The three lines together might have sounded good in the interns' bull session—fighting! cutting! supporting! Yaaarrr! But when they put those lines on the screen, someone forgot that to carry their punch, those three parallel participles needed to be visually parallel, in size, weight, and placement. A brief fit of careless layout makes the reader think the parallel terms are enactment, cutting, and supporting. Those three words misalign grammatically (noun, participle, participle) and graphically (staggered by centering, they would hang together better left-justified).

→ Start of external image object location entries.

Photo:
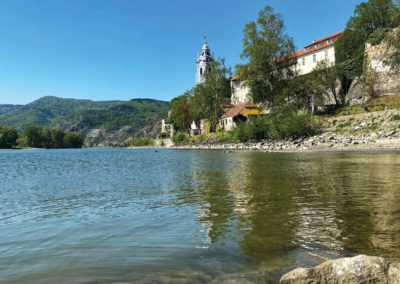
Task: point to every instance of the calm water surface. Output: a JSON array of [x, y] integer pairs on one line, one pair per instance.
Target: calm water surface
[[119, 215]]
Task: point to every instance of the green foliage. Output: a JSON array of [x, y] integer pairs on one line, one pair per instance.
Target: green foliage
[[302, 89], [349, 45], [44, 111], [283, 123], [8, 137], [395, 117], [378, 36], [225, 136], [73, 140], [372, 15], [139, 142], [180, 137], [137, 114], [37, 137], [268, 51], [208, 97], [179, 114], [33, 136]]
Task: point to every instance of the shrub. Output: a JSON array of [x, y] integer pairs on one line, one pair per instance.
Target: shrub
[[139, 142], [162, 135], [180, 137], [284, 122], [73, 140], [395, 117]]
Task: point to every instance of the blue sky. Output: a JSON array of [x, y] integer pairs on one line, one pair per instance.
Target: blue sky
[[125, 49]]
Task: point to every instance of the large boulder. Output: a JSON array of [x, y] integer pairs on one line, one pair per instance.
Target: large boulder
[[358, 269]]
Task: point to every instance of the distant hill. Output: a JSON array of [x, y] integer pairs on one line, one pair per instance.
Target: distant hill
[[100, 123], [7, 108], [46, 109]]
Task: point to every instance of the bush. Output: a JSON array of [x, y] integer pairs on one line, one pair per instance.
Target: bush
[[162, 135], [283, 123], [180, 137], [139, 142], [395, 117]]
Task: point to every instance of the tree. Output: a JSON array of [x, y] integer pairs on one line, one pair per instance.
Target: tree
[[73, 140], [179, 115], [268, 51], [58, 138], [209, 97], [33, 136], [304, 92], [8, 136]]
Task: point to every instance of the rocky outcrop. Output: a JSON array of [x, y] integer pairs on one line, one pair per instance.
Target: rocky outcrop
[[358, 269], [357, 94]]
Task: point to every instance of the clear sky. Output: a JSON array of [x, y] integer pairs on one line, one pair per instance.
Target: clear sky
[[125, 49]]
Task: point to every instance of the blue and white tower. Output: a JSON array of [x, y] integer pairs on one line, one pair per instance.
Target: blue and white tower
[[203, 62]]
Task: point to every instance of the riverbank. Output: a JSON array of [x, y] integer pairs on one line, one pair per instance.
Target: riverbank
[[375, 131]]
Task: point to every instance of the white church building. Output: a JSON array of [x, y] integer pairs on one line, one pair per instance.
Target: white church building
[[203, 62]]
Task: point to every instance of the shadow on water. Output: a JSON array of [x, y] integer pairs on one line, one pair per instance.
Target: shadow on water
[[191, 216]]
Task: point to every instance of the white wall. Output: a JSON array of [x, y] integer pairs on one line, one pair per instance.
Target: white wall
[[309, 63]]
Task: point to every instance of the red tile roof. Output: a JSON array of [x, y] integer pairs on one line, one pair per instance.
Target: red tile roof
[[237, 109], [322, 43]]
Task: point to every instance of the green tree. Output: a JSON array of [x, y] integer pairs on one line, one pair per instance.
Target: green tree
[[179, 115], [47, 139], [73, 140], [305, 92], [8, 136], [58, 138], [210, 96], [33, 136], [268, 51]]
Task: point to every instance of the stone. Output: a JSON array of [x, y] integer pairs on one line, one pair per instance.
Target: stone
[[374, 136], [358, 269]]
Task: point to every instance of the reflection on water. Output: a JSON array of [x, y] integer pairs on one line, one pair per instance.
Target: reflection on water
[[191, 216]]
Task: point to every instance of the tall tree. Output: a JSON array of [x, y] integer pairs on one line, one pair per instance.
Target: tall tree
[[179, 115], [210, 96], [268, 51]]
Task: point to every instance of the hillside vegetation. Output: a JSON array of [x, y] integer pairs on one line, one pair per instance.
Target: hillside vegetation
[[107, 123], [44, 111]]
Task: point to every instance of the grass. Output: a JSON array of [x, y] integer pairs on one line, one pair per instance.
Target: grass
[[378, 104]]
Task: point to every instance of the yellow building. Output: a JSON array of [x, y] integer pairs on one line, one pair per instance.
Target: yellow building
[[240, 112]]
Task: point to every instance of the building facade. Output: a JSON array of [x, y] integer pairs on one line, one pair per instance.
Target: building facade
[[240, 92], [203, 62], [322, 49]]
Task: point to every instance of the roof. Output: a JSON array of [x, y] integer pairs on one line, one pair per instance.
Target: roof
[[322, 43], [237, 109]]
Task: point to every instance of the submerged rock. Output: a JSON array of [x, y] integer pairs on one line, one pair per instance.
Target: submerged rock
[[358, 269]]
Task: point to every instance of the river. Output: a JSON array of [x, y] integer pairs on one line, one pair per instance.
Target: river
[[180, 216]]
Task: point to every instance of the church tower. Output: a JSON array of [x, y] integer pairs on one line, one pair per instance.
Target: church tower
[[203, 62]]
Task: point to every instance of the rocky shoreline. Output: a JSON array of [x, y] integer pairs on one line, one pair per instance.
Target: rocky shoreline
[[325, 142]]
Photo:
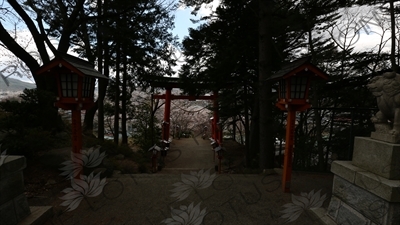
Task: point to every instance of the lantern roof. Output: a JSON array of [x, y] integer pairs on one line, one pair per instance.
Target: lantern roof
[[299, 65], [77, 65]]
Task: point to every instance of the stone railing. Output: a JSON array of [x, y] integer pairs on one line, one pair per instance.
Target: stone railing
[[13, 203]]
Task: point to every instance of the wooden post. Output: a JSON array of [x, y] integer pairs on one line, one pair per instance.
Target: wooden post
[[287, 162], [167, 114], [76, 131], [215, 117]]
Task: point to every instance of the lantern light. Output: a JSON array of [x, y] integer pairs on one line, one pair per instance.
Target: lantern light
[[294, 84]]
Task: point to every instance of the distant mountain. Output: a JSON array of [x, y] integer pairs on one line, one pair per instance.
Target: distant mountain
[[15, 85]]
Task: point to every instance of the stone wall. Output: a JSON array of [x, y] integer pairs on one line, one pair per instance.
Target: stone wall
[[13, 203], [366, 190]]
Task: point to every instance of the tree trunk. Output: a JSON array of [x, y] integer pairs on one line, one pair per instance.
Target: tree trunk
[[393, 37], [117, 93], [267, 151], [123, 102]]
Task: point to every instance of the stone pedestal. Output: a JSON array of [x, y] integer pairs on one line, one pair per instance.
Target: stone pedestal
[[366, 190], [13, 203]]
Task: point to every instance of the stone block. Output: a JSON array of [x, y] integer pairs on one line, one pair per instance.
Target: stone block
[[21, 206], [386, 189], [366, 203], [333, 208], [378, 157], [7, 213], [11, 187], [347, 215], [385, 137], [345, 170], [11, 164]]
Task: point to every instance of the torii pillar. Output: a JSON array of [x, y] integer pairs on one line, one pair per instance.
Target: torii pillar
[[217, 131], [167, 115]]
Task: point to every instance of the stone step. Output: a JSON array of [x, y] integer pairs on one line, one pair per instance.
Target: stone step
[[39, 215]]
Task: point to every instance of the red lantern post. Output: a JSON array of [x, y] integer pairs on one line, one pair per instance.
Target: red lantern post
[[75, 81], [294, 84]]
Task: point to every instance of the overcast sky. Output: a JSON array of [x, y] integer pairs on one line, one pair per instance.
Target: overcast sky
[[364, 20]]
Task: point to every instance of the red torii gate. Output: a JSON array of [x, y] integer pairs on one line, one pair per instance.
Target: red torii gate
[[169, 84]]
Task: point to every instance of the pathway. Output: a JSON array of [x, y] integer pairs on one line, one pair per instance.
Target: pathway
[[188, 191]]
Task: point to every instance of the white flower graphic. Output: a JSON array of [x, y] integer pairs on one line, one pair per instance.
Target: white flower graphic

Sample #3 hit my mailbox yesterday afternoon. It shows that Noem's people aren't learning from their mistakes. They are getting worse, whiffing three strikes on one page. First, to compensate for the lack of hyphens in Sample #1, they commit outright hyphen abuse:

Kristi Noem 2012 Flyer misuses hyphen for em dash

See that hyphen? It shouldn't be a hyphen (-). It should be an em dash (—). Ask the Chicago Manual of Style.

Sample #3 then delivers a combination of awkward and awful:

Kristi Noem 2012 flyer says "Vote no on Matt Varilek"

First the minor awkwardness at the bottom: "Vote No on Matt Varilek"? Don't we vote on ballot issues, but for or against candidates? And regardless of preposition preference, shouldn't Kristi's flyer positively shout, "Vote for Kristi Noem"?

But the line that draws every English teacher's flag is above that: "Put the breaks on big government spending." Brakes, Kristi, not breaks. What, did you type this ad on your cell phone?

I know, Kristi's not designing these flyers herself. She's too busy handing out coins. But if Kristi Noem cares this little about proofreading—or hiring someone to proofread—documents she's sending out to thousands of her employers, perhaps we should ask her how much attention she's paying to the legislation she drafts and votes on.